"He did, huh! Then he's neither drunk nor dead?"

"Rog! Don't say such awful things about the poor fellow."

"Poor fellow! You didn't see Charley lying on the floor as I did. Well, what has he to say for himself?"

"He's in an awful state of mind. He was trying to cook some supper when I got there. He'd succeeded in milking. When he saw me, he gasped. 'Is Charley sick?' and dropped the kettle of water he was lifting."

"I told him just what you had seen and what an exhausted state Charley's nerves seemed to be in. He just stood and took it looking like a sick cat. When I had finished he asked what you had said and I told him and he sort of groaned, 'You women should have let Roger beat me to death. Why did you interfere?' Poor Dick!"
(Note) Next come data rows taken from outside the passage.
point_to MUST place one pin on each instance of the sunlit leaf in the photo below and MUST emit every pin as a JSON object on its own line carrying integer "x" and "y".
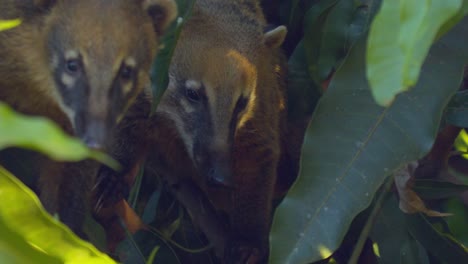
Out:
{"x": 432, "y": 189}
{"x": 34, "y": 233}
{"x": 351, "y": 145}
{"x": 43, "y": 135}
{"x": 400, "y": 37}
{"x": 441, "y": 245}
{"x": 461, "y": 143}
{"x": 9, "y": 24}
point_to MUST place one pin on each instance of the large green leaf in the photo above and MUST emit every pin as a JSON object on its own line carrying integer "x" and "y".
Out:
{"x": 30, "y": 235}
{"x": 400, "y": 37}
{"x": 351, "y": 145}
{"x": 41, "y": 134}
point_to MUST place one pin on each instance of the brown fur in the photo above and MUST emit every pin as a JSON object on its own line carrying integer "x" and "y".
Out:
{"x": 223, "y": 47}
{"x": 104, "y": 33}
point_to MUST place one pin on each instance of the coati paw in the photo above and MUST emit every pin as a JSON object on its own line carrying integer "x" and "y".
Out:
{"x": 241, "y": 252}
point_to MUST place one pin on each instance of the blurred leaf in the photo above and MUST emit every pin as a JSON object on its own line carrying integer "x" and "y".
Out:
{"x": 34, "y": 233}
{"x": 169, "y": 231}
{"x": 152, "y": 255}
{"x": 135, "y": 190}
{"x": 438, "y": 244}
{"x": 350, "y": 147}
{"x": 433, "y": 189}
{"x": 160, "y": 68}
{"x": 412, "y": 252}
{"x": 321, "y": 44}
{"x": 330, "y": 28}
{"x": 9, "y": 24}
{"x": 392, "y": 237}
{"x": 149, "y": 214}
{"x": 461, "y": 143}
{"x": 400, "y": 37}
{"x": 457, "y": 223}
{"x": 456, "y": 112}
{"x": 303, "y": 93}
{"x": 410, "y": 202}
{"x": 463, "y": 11}
{"x": 135, "y": 249}
{"x": 48, "y": 138}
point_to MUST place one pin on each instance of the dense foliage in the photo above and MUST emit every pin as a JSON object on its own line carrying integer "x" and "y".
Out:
{"x": 382, "y": 87}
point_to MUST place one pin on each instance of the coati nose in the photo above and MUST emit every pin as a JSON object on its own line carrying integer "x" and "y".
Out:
{"x": 220, "y": 177}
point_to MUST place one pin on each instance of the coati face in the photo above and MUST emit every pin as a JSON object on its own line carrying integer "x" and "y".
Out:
{"x": 211, "y": 94}
{"x": 99, "y": 53}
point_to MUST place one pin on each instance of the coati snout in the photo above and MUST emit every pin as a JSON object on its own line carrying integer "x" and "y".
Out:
{"x": 91, "y": 57}
{"x": 100, "y": 61}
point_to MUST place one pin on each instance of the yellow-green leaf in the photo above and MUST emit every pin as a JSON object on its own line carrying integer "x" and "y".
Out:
{"x": 30, "y": 235}
{"x": 9, "y": 24}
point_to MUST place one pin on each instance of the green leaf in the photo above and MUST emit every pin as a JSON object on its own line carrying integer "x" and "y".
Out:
{"x": 9, "y": 24}
{"x": 331, "y": 27}
{"x": 463, "y": 11}
{"x": 456, "y": 112}
{"x": 392, "y": 237}
{"x": 432, "y": 189}
{"x": 303, "y": 93}
{"x": 43, "y": 135}
{"x": 438, "y": 244}
{"x": 457, "y": 222}
{"x": 160, "y": 68}
{"x": 400, "y": 37}
{"x": 351, "y": 145}
{"x": 28, "y": 232}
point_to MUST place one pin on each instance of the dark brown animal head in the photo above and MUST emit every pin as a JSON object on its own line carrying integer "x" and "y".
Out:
{"x": 99, "y": 53}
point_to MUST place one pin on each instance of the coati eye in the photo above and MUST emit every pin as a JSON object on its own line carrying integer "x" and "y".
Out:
{"x": 192, "y": 94}
{"x": 126, "y": 73}
{"x": 72, "y": 66}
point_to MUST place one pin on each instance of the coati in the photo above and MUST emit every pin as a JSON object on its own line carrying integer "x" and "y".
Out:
{"x": 81, "y": 64}
{"x": 219, "y": 121}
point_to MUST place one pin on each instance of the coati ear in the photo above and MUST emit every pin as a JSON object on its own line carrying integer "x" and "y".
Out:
{"x": 162, "y": 12}
{"x": 273, "y": 38}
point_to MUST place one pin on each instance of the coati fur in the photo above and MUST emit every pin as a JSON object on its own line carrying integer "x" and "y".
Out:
{"x": 81, "y": 64}
{"x": 220, "y": 121}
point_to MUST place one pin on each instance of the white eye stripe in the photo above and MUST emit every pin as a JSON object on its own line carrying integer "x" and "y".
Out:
{"x": 193, "y": 84}
{"x": 67, "y": 80}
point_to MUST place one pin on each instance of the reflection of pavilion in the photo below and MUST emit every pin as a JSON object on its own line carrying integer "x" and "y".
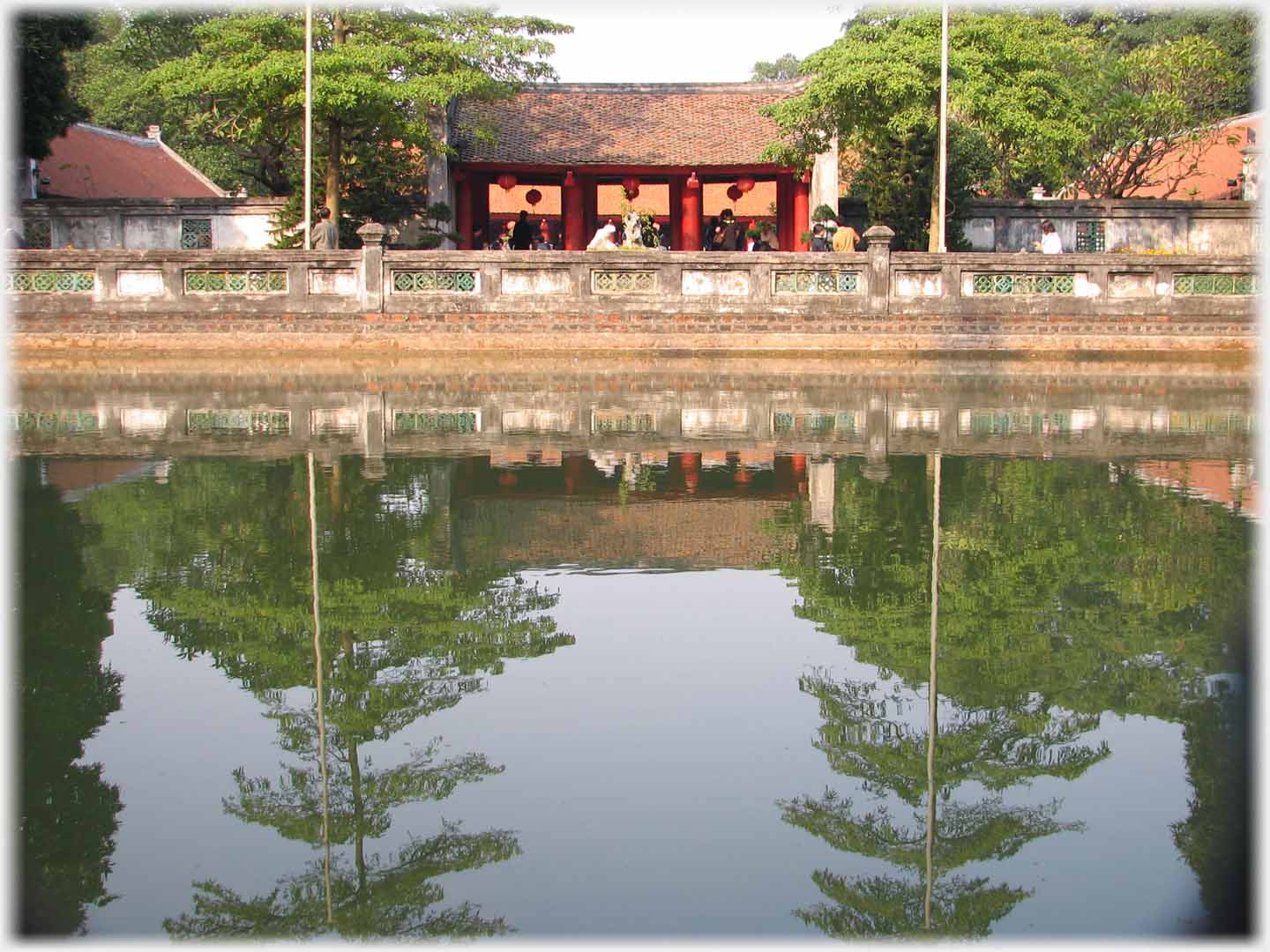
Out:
{"x": 635, "y": 508}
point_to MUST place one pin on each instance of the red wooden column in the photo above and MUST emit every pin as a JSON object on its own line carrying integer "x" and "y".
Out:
{"x": 576, "y": 236}
{"x": 464, "y": 212}
{"x": 676, "y": 211}
{"x": 690, "y": 212}
{"x": 481, "y": 205}
{"x": 785, "y": 212}
{"x": 802, "y": 210}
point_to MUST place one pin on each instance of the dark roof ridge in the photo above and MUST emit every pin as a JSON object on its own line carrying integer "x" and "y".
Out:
{"x": 790, "y": 86}
{"x": 116, "y": 133}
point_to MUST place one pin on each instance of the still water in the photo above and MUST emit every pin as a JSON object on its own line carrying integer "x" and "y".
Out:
{"x": 748, "y": 651}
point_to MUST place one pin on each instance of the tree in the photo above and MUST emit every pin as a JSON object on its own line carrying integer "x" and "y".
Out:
{"x": 106, "y": 75}
{"x": 784, "y": 68}
{"x": 46, "y": 107}
{"x": 380, "y": 80}
{"x": 1148, "y": 107}
{"x": 1123, "y": 29}
{"x": 878, "y": 89}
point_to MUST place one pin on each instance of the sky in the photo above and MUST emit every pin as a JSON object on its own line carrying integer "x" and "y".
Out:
{"x": 690, "y": 41}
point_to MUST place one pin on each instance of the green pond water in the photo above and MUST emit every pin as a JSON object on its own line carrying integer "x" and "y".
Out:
{"x": 687, "y": 652}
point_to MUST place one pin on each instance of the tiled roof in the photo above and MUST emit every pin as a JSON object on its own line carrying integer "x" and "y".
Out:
{"x": 624, "y": 124}
{"x": 94, "y": 163}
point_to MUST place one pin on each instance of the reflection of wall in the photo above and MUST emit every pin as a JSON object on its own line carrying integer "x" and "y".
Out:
{"x": 703, "y": 532}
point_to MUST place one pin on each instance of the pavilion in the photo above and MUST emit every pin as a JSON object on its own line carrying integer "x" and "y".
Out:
{"x": 568, "y": 152}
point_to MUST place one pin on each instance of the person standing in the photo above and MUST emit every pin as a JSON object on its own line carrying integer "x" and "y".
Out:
{"x": 846, "y": 239}
{"x": 733, "y": 236}
{"x": 325, "y": 234}
{"x": 1050, "y": 244}
{"x": 522, "y": 234}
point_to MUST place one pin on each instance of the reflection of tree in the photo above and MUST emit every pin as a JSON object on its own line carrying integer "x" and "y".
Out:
{"x": 884, "y": 905}
{"x": 69, "y": 814}
{"x": 1214, "y": 836}
{"x": 370, "y": 896}
{"x": 399, "y": 639}
{"x": 1093, "y": 591}
{"x": 863, "y": 738}
{"x": 1065, "y": 589}
{"x": 389, "y": 897}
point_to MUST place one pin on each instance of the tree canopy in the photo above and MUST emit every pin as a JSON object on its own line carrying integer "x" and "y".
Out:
{"x": 233, "y": 86}
{"x": 46, "y": 106}
{"x": 1035, "y": 97}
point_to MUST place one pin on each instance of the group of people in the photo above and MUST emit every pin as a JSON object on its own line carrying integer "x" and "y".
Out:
{"x": 725, "y": 234}
{"x": 828, "y": 235}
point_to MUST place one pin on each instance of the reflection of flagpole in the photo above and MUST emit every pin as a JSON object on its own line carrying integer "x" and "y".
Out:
{"x": 322, "y": 721}
{"x": 931, "y": 725}
{"x": 309, "y": 113}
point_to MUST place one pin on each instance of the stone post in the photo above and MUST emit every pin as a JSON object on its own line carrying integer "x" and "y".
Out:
{"x": 374, "y": 235}
{"x": 879, "y": 268}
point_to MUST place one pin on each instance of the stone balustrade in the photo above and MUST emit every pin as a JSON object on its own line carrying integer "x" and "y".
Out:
{"x": 866, "y": 300}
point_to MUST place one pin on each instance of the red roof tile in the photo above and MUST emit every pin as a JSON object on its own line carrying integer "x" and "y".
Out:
{"x": 616, "y": 123}
{"x": 94, "y": 163}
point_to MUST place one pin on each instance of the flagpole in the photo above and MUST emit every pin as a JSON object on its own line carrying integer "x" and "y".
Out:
{"x": 309, "y": 115}
{"x": 944, "y": 123}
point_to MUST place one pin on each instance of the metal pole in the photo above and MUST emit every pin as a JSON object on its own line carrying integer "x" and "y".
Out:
{"x": 931, "y": 700}
{"x": 309, "y": 115}
{"x": 944, "y": 123}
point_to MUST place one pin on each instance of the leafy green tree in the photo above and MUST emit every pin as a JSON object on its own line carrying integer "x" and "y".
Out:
{"x": 107, "y": 72}
{"x": 46, "y": 107}
{"x": 1148, "y": 106}
{"x": 381, "y": 79}
{"x": 878, "y": 89}
{"x": 69, "y": 813}
{"x": 784, "y": 68}
{"x": 1233, "y": 29}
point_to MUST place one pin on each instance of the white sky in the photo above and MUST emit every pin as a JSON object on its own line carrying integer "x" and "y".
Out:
{"x": 690, "y": 41}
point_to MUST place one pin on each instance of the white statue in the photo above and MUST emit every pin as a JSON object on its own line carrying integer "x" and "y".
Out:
{"x": 634, "y": 230}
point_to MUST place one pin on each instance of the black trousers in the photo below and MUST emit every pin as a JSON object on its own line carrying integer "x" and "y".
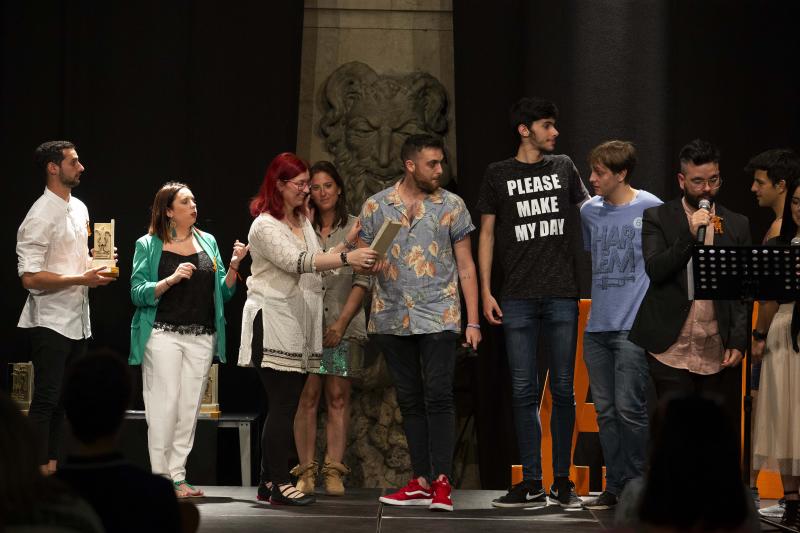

Elsa drew a long breath and was silent for a moment before she began again. "He's in a most awful frame of mind. He's like a man who knows he has fits of insanity and feels perfectly helpless to prevent them. He cried and cried while he told me how he had fought drink. I never knew any one could suffer so. He's much more to be pitied than Charley."

"Huh! Women!" grunted Roger. "Why, he's just the usual thing in drunks, you little ninny. What's he going to do?"

"Well, I want Charley to give him one more chance."

"I thought so! Well, he doesn't get it."

"But, Roger, you can't prevent it. And he's not going into Archer's Springs again. He's going to let us do his errands. That's where the trouble has been."